Schools across the United States and Europe are implementing new policies aimed at creating a better environment for students. One of these policies is uniforms.

The policy of uniforms has been criticized as being “outdated” and “a denial of student’s rights to express themselves.” An article in The Guardian by Emma Jacobs went so far as to say they are “suitable for neo-Nazis, but have no place in schools.” But this is hyperbole. Logic and scientific studies suggest something to the contrary.

A survey of 1,350 students conducted by the University of Nevada, during its first year implementing uniforms, found that 50% of students agreed that uniforms reduced the cost spent on clothes. This means that uniforms are a good option for low-income areas. This same study found that the number of disciplinary actions taken was reduced by 10% after uniforms were implemented, and there was a “63% reduction in police log reports.”

Overall, the study concluded that for a majority of students, there were no positive or negative effects associated with wearing uniforms, but that 20-30% found them to be beneficial. If such a small change as what students wear can improve the experience of school for 20% of students while providing little to no downsides to other students, it makes logical sense to implement uniforms as a school-wide policy.

Furthermore, we must consider that one of the main goals of the school is to prepare students to perform well in future careers. A survey conducted by the United States Department of Labor found that over 50 percent of jobs require a uniform. Since the majority of jobs require uniforms, it makes sense to give students the responsibility of handling a uniform during school where consequences for mismanagement will be close to none instead of at a workplace where it could have a detrimental effect on their career.

Even teachers at our own school agree with this. MYP and DP English Teacher Ian Edwards says, “My views are generally positive [on uniforms]. I’ve taught at schools with and without and the kind of egalitarian atmosphere that is created in schools where students wear uniforms is nice and I think it’s something that AISB might want to consider.”

And it is not just teachers who say uniforms are beneficial as students and parents have responded positively to the suggestion.

Some people may be worried that school uniforms may be taken too far with students being punished for minor infractions. While it will always be up to the school what is appropriate, many institutions are attempting to make uniforms open to cultural dress and genders.

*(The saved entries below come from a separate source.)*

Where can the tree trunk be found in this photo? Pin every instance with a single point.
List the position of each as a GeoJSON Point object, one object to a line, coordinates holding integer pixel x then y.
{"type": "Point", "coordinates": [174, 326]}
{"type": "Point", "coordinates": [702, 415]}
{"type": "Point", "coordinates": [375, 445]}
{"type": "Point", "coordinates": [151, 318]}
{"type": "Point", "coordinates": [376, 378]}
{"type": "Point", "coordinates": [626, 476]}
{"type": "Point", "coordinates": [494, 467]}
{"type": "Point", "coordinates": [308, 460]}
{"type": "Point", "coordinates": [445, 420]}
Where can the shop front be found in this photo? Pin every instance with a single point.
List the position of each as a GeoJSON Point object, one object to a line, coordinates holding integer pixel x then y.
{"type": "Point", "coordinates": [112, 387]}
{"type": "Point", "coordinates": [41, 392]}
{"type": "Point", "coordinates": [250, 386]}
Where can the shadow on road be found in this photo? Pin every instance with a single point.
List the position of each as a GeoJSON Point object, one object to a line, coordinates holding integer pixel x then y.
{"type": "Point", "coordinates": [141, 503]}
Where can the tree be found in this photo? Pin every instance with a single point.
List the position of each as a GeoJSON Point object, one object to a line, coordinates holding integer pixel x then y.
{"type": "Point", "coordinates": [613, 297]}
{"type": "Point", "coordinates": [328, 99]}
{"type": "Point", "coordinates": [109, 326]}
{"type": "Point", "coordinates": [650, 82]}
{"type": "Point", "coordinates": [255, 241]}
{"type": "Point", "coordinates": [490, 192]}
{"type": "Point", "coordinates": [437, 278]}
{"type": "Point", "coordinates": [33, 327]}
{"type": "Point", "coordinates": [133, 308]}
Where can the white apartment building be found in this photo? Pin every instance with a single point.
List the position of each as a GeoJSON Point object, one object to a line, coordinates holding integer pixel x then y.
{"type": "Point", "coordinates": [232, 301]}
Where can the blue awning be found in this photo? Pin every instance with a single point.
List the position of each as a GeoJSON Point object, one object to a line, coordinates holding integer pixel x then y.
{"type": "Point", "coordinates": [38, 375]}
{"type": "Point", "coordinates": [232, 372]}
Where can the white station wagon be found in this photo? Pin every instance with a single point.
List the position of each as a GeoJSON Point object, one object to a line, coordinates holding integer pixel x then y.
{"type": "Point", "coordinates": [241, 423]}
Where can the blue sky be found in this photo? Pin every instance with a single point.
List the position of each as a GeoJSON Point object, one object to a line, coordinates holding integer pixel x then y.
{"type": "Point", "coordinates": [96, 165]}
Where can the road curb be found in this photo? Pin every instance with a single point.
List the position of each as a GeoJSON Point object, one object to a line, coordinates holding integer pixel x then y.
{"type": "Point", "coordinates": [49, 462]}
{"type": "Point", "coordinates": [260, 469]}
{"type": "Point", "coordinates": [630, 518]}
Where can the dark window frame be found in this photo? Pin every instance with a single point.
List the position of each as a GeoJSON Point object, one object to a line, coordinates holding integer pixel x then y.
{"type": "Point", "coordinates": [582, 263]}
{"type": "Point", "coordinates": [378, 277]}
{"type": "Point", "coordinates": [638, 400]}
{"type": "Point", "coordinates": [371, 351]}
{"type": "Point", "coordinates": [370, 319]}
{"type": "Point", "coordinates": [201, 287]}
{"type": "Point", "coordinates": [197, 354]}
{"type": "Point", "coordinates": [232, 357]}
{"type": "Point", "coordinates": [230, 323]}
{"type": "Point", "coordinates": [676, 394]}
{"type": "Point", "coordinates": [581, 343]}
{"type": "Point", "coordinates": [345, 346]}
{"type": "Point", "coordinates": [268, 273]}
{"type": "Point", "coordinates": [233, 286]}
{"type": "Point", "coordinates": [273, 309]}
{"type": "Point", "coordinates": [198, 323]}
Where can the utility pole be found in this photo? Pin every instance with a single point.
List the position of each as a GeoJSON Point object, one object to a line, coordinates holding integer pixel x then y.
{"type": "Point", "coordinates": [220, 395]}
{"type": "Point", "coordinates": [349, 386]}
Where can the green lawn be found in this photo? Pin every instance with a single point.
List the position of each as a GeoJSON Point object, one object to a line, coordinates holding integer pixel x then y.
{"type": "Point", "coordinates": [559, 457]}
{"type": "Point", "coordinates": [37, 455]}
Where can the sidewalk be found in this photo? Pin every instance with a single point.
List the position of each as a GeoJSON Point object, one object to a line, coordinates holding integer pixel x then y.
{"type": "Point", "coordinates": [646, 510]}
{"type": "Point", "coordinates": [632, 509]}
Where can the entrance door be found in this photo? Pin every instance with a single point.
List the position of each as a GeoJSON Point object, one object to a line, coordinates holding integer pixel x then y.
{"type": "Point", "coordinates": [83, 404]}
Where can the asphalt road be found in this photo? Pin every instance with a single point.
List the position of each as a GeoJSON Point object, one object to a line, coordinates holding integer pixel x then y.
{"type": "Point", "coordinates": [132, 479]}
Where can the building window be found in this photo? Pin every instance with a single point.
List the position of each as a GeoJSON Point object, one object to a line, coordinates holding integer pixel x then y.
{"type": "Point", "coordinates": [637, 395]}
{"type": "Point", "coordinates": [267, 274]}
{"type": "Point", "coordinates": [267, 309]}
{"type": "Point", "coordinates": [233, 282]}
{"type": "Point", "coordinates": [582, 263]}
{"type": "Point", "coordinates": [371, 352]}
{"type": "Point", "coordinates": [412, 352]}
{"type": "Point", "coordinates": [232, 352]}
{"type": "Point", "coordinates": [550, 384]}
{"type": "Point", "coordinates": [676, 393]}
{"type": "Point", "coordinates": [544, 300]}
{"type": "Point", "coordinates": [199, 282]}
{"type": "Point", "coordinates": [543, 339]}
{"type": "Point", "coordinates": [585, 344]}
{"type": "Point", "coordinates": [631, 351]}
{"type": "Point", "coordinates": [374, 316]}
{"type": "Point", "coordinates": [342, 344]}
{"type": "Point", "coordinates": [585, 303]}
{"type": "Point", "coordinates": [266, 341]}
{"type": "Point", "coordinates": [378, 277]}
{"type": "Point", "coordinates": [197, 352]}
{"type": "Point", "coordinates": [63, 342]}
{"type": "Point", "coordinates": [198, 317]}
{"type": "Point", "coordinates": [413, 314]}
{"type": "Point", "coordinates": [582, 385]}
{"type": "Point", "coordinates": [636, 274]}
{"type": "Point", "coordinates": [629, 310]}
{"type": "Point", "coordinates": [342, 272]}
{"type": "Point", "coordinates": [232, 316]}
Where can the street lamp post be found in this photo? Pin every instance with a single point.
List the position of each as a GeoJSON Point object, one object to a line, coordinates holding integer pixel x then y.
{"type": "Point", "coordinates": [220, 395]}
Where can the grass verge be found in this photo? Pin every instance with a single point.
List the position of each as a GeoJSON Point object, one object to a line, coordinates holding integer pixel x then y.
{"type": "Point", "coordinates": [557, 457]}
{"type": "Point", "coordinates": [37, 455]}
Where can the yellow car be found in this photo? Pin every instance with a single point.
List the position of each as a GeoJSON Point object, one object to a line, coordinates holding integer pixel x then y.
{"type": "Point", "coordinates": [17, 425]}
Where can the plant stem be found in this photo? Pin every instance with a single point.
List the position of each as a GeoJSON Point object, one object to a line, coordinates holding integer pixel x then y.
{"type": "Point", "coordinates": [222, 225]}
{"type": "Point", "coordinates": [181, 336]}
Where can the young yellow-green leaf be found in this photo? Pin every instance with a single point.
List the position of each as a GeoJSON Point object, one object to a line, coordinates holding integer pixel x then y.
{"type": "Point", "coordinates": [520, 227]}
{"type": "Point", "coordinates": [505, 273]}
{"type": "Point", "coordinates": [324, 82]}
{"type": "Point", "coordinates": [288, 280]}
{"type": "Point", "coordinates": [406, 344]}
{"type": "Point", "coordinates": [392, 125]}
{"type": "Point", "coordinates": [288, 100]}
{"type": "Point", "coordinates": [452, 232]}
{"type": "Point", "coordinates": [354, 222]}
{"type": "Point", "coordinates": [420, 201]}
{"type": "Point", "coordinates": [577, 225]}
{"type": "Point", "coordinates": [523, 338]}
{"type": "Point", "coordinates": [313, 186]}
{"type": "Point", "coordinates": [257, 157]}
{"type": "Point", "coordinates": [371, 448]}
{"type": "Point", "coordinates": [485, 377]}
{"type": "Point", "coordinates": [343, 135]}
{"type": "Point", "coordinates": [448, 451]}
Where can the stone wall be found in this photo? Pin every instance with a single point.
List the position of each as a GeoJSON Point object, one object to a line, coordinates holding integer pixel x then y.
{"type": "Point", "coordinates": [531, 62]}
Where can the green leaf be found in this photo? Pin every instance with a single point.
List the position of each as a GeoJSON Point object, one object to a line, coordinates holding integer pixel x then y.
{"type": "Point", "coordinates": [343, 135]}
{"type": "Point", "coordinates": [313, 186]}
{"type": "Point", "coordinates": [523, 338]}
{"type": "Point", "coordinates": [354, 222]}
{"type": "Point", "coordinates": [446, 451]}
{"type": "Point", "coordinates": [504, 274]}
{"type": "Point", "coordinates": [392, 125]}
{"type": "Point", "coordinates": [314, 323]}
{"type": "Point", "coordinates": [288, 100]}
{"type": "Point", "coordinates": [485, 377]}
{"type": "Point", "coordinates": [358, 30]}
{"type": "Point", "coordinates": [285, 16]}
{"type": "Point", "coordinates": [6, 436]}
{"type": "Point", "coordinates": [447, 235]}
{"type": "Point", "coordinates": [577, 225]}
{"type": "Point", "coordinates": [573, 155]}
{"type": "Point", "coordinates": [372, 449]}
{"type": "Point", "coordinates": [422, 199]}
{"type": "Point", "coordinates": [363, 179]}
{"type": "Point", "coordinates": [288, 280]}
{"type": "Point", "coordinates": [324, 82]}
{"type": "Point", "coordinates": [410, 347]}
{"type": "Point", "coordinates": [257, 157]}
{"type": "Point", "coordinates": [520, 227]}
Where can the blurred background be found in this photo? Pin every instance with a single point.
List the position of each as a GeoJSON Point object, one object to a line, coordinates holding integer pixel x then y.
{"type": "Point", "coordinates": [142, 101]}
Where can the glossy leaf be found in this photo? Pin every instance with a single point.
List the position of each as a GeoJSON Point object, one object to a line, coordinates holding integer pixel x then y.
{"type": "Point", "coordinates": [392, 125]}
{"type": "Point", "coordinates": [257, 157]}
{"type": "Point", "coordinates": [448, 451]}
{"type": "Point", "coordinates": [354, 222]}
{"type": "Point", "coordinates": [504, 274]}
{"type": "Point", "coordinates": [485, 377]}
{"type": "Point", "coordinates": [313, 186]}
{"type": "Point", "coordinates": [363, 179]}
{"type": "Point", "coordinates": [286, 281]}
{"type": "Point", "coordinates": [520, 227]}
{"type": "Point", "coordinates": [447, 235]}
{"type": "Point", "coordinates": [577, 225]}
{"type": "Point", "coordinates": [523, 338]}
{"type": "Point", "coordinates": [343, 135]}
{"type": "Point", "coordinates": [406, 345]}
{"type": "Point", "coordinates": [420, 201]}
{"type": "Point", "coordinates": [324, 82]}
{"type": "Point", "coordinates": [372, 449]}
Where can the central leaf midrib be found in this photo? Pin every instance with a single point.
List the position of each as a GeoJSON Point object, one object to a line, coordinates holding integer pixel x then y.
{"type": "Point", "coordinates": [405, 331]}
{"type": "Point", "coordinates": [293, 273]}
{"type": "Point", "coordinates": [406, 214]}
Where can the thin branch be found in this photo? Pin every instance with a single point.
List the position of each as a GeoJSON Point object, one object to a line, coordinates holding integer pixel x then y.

An article in The Guardian by Holy Watt highlighted a school in East Sussex for removing references to gender in their uniform policies, giving choice for boys and girls whether to wear pants or skirts.

A previous article on The Bite addressing the AISB dress code by Jo G. stated that: “Most clothes in our generation do not respect these guidelines.” And most people would agree that, while possible, it is certainly difficult to find a variety of suitable clothes for school.

The clearest and simplest response is the introduction of a simple uniform at AISB. This would reduce the time spent finding an outfit suitable for school, most likely lower the cost, and make clothing selection before each school day tremendously quicker.

To conclude, while many are strongly opposed to the idea of school uniforms, it may be worth it to conduct a trial period for secondary students. This would allow the school to gather its own data and see how practicable the idea actually is.